2. Toluena adalah hidrokarbon aromatik yang digunakan secara luas dalam stok umpan industri dan juga sebagai pelarut. Gerratt dan Raimondi dalam artikel mereka dipublikasikan pada 1986 dalam jurnal Nature . dikenal juga sebagai metilbenzena ataupun fenilmetana. atom karbon dalam diagram di atas telah ditinggalkan berlabel. dan sifat aromatik benzena berasal dari spin daripada kopling delocalization elektron. Untuk menunjukkan sifat ikatan terdelokalisasi tersebut. 2. tetapi telah lambat untuk menembus masyarakat kimia umum. Sangat mungkin bahwa stabilitas ini memberikan kontribusi terhadap sifat molekul dan kimia aneh yang dikenal sebagai aromatisitas . Seperti biasa dalam kimia organik. Menyadari karbon masing-masing memiliki elektron 2p. Turunan dari benzena terjadi cukup sering sebagai komponen molekul organik yang ada Unicode simbol dalam Miscellaneous Teknis blok dengan kode U 232 C ( ⌬) untuk mewakili dengan tiga ikatan ganda. Toluene Toluena.10 adalah salah satu penjelasan untuk stabilitas termodinamika terkait benzena dan senyawa aromatik . toluena juga digunakan sebagai obat inhalan oleh karena sifatnya yang memabukkan. Seperti pelarut-pelarut lainnya. Ini adalah sisi-on tumpang tindih p-orbital yang menghasilkan awan pi. masing-masing menyumbangkan karbon elektron terdelokalisasi ke dalam cincin di atas dan bawah cincin benzena.3. benzena sering digambarkan dengan lingkaran di dalam susunan heksagonal atom karbon: Gambar benzena terdelokalisasi telah ditentang oleh Cooper. . Mereka menunjukkan bahwa elektron dalam benzena hampir pasti lokal. dan U 23 E3 untuk versi terdelokalisasi. adalah cairan bening tak berwarna yang tak larut dalam air dengan aroma seperti pengencer cat dan berbau harum seperti benzena. Pandangan ini telah didukung dalam edisi Nature tahun berikutnya.

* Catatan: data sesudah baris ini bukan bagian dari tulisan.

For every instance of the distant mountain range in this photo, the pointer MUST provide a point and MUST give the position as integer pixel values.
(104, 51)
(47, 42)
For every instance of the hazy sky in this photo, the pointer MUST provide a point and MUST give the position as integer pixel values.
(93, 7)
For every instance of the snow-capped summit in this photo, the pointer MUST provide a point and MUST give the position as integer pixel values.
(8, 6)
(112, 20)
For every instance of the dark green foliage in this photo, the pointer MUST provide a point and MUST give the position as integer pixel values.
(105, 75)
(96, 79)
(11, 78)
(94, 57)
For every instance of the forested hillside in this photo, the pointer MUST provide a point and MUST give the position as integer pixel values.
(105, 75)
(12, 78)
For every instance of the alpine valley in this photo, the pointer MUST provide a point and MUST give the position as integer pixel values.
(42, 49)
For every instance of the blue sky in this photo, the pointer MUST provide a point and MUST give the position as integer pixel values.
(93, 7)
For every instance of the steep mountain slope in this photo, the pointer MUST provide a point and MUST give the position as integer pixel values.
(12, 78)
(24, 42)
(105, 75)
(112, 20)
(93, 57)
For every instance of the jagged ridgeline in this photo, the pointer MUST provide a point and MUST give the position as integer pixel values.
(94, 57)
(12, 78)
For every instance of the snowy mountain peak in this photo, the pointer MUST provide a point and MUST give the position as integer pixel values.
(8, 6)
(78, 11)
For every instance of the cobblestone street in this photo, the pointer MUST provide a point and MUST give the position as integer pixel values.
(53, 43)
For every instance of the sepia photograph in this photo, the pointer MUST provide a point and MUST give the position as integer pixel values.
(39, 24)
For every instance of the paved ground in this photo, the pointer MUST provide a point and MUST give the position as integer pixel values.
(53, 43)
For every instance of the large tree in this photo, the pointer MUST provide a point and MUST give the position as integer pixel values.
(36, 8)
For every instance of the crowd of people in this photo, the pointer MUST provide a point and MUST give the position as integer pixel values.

Karena titik didih yang rendah. dua lainnya yang disebut "metilbutana" dan "dimethylpropane" Cyclopentane tidak suatu isomer pentana. Pentana adalah salah satu utama agen bertiup digunakan dalam produksi busa polystyrene.com) 2. Pentanes merupakan komponen dari beberapa bahan bakar dan bekerja sebagai khusus pelarut di laboratorium. sehingga mereka sering digunakan di laboratorium sebagai pelarut yang dapat dengan mudah menguap.3. pentana berarti eksklusif isomer n-pentana.wikipedia. suatu alkana dengan lima karbon atom. Istilah ini bisa merujuk ke salah satu dari tiga isomer struktural. Namun. Pentanes relatif murah dan merupakan alkana yang paling mudah menguap yang cair pada suhu kamar. pentana digunakan sebagai media bekerja di tenaga panas bumi stasiun. Struktur Molekul Toluene (Sumber: www. Pantane Pentane adalah senyawa organik dengan rumus C 5 H 12 yaitu. dan keamanan relatif. biaya rendah. Sifat mereka sangat mirip dengan butanes dan heksana. karena mereka nonpolarity dan kurangnya fungsionalitas. Hal ini ditambahkan ke dalam beberapa refrigeran campuran juga.3. atau campuran dari mereka: di IUPAC nomenklatur.11 Gambar 3. mereka hanya . bagaimanapun.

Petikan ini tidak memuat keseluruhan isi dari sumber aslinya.